Friday, 13 November 2015 00:59
WASHINGTON: US Federal Reserve officials lined up behind a likely December interest rate hike with one key central banker saying the risk of waiting too long was now roughly in balance with the risk of moving too soon to normalize rates after seven years near zero.
“I see the risks right now of moving too quickly versus moving too slowly as nearly balanced,” New York Fed President William Dudley said in remarks delivered at the Economic Club of New York on Thursday.
Dudley, who has a permanent vote on the Fed’s policy-setting committee, said the decision still required policymakers to “think carefully” because of the risk that the United States is facing chronically slower growth and low inflation that would justify continued low rates.
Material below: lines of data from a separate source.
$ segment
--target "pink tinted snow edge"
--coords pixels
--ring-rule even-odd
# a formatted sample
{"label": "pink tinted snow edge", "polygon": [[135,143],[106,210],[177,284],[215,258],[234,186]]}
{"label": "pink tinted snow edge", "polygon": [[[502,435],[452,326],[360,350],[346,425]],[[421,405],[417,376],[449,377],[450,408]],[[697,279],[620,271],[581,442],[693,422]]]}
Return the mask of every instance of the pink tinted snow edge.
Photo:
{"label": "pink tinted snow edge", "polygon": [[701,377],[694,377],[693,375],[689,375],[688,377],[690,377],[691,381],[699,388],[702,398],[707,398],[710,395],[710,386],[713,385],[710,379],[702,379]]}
But his assessment of “nearly balanced” risks represents a subtle shift in the thinking of a Fed member who has been hesitant to commit to a rate hike, but now sees evidence accumulating in favor of one. For much of Janet Yellen’s tenure as Fed chair, policymakers at the core of the committee, and Yellen herself, have said they would rather delay a rate hike and battle inflation than hike too soon and brake the recovery.
But Dudley said the current 5 percent unemployment rate “could fall to an unsustainably low level” that threatens inflation, while seven years of near-zero rates “may be distorting financial markets.”
“I don’t favor waiting until I sort of see the whites in inflation’s eyes,” he said about monetary policy timing. Going sooner and more slowly, he said, may now be best for the Fed’s “risk management.”
In Washington, two regional Fed bank presidents who had already backed a rate hike repeated their calls for the Fed to move. St. Louis Fed President James Bullard and Richmond Fed President Jeffrey Lacker also said they agreed with broad consensus at the Fed that rates would move slowly after the initial “liftoff.”
“The committee has been very clear that the normalization path here is going to be shallower,” than the steady quarter-point-per-meeting hikes used by the Fed early this century or the faster hikes enacted in the early 1990s, said Bullard, who is not a voter on the Fed’s policy-making committee this year but will rotate into a slot in 2016.
A cautionary note came from Chicago Fed President Charles Evans, who worries any rate increase could damage the recovery and put the United States in the same difficult position Europe and others found themselves in when they tried to raise rates at a time when the rest of the world was holding them down.
“We have had different points in time since the downturn where certain regions of the world thought they could delink against the rest of the world. There’s often a trail of tears that follows that hope that their own area is stronger. That makes me nervous,” Evans said in Chicago.